According to court documents filed by Romine, the lawsuit centers around ten specific counts of libel. The complaint states that "The Defendant (Jim Sterling) falsely accused The Plaintiff (Romine) and caused damage to reputation, damage to product, loss of product, and causing severe emotional distress to The Plaintiff, The Plaintiff has right to receive restitution for these damages."
The feud between the Romine brothers and Jim Sterling can be traced to a video where Sterling played a game called The Slaughtering Grounds, released under Digital Homicide's previous nom de plume ImminentUprising. If you've seen one video where a snarky gamer plays bad Steam games, you've seen them all -- Sterling's is no different. Since the video's release, Sterling and Digital Homicide have engaged in a near-litigious back-and-forth, culminating in this month's lawsuit.
The alleged damages include a claim from Sterling that Digital Homicide impersonated Polish game company ECC Games, harassment from Sterling's fanbase, and the fact that Sterling compared them to the Wet Bandits from Home Alone. This is not a joke.
More concrete is the claim that Digital Homicide spoke with Valve representatives Connor Malone and Tom Giardino, where they allegedly told Romine they would be disabling the company's developer account. Romine claims that he was able to convince Malone and Giardino to leave the account in exchange for de-listing the rest of Digital Homicide's then-current Steam Greenlight projects. We've reached out to Giardino for comment, since Malone's contact information does not currently appear on Valve's 'People' page.
Sterling is not currently commenting on the lawsuit, but he addressed the matter on his ask.fm page. "I have nothing yet to say about any legal situations. In unrelated news I am in a very confident mood today." In a comment sent to Gameranx and later to Destructoid, Sterling said he was "dealing with the situation" and re-emphasizing his confidence. Sterling has previously criticized Digital Homicide for pushing multiple games of low quality through the Steam storefront, most of which he claims are built exclusively using pre-purchased Unity assets.

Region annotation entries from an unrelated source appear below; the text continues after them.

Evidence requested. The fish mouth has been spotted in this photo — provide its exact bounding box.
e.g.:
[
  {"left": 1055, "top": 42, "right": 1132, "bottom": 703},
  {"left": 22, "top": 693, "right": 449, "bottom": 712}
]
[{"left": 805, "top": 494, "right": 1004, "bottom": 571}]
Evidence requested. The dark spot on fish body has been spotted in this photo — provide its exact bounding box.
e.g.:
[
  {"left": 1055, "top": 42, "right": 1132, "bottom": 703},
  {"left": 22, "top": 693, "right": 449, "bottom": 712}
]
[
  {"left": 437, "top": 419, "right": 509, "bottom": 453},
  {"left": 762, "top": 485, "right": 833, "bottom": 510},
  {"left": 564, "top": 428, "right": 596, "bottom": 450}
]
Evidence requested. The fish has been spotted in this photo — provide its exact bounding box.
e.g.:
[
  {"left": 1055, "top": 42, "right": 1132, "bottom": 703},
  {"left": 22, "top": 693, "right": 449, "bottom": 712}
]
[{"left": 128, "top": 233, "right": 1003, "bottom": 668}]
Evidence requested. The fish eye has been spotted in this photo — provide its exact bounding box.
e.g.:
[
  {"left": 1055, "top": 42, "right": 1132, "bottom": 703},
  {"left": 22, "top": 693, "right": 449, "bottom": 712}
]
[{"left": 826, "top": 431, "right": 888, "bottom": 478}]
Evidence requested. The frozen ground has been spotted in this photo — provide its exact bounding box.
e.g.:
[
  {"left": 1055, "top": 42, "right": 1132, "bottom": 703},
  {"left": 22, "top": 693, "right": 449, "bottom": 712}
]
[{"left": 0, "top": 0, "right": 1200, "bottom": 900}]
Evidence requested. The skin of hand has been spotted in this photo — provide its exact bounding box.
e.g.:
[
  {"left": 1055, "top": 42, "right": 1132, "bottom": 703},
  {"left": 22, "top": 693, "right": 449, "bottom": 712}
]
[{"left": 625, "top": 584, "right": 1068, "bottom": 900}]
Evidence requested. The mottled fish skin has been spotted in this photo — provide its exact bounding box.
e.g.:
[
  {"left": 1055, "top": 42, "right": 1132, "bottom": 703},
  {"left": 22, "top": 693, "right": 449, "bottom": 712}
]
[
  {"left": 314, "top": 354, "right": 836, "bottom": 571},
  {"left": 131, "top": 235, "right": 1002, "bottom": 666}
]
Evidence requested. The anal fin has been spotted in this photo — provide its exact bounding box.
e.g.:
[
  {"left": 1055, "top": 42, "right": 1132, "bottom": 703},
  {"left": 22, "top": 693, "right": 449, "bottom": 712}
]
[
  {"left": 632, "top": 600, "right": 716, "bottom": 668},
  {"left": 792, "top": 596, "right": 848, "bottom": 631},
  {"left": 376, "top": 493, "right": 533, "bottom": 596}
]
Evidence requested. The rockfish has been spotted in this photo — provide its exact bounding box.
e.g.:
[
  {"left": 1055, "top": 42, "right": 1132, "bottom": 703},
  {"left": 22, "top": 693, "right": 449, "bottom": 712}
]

In the course of his investigation into Digital Homicide, Sterling claims the company published multiple games under different banners, including "Micro Strategic Game Designs" and "ECC Games." Sterling also claims to have gotten in touch with previously existing company ECC Games Poland, where he quotes producer Dorota Muzynska as saying "We probably fell victim to a people previously known as Digital Homicide. We have already taken legal actions aimed at ceasing infringement of ECC Games rights." We have also reached out to ECC Games for comment regarding this claim.

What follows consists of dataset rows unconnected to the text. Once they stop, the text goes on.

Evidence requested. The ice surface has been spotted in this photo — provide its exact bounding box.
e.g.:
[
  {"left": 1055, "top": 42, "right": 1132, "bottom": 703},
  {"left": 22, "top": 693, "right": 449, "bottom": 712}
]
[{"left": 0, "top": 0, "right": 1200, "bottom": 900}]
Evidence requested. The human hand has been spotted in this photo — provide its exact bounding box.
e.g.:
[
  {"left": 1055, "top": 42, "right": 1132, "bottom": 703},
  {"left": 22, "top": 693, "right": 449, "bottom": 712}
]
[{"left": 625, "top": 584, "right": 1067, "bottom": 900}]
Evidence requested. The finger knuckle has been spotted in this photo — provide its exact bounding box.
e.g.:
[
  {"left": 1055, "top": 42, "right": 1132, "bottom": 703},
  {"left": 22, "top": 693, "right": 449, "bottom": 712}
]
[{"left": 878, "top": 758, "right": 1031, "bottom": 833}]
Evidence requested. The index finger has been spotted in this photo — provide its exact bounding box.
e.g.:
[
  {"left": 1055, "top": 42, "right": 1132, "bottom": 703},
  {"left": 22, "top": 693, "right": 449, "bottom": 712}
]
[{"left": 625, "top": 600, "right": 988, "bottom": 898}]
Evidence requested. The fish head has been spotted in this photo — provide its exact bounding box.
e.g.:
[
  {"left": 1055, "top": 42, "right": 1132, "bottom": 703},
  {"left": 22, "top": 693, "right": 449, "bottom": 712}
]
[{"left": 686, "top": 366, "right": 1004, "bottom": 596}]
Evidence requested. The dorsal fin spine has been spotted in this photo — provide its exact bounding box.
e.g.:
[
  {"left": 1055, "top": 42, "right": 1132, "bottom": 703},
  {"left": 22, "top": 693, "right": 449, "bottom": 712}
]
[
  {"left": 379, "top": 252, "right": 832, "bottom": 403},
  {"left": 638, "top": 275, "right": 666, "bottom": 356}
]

When asked for comment, Robert Romine instead forwarded Destructoid his entire conversation with another gaming outlet. When pressed for comment on the questions we actually sent, Romine said they were not disclosing the names of the attorneys involved in the case. He also framed the case as a fight against online harassment. "We hope this case and documentation will show others they don't have to take it, what to do when it happens, and that those who do it will be punished."
Romine also told us that "re-printing defamatory materials in your own words would result in liability on your part," which sounds an awful lot like a threat to me.
According to multiple sources close to the story, Destructoid does not kowtow to threats.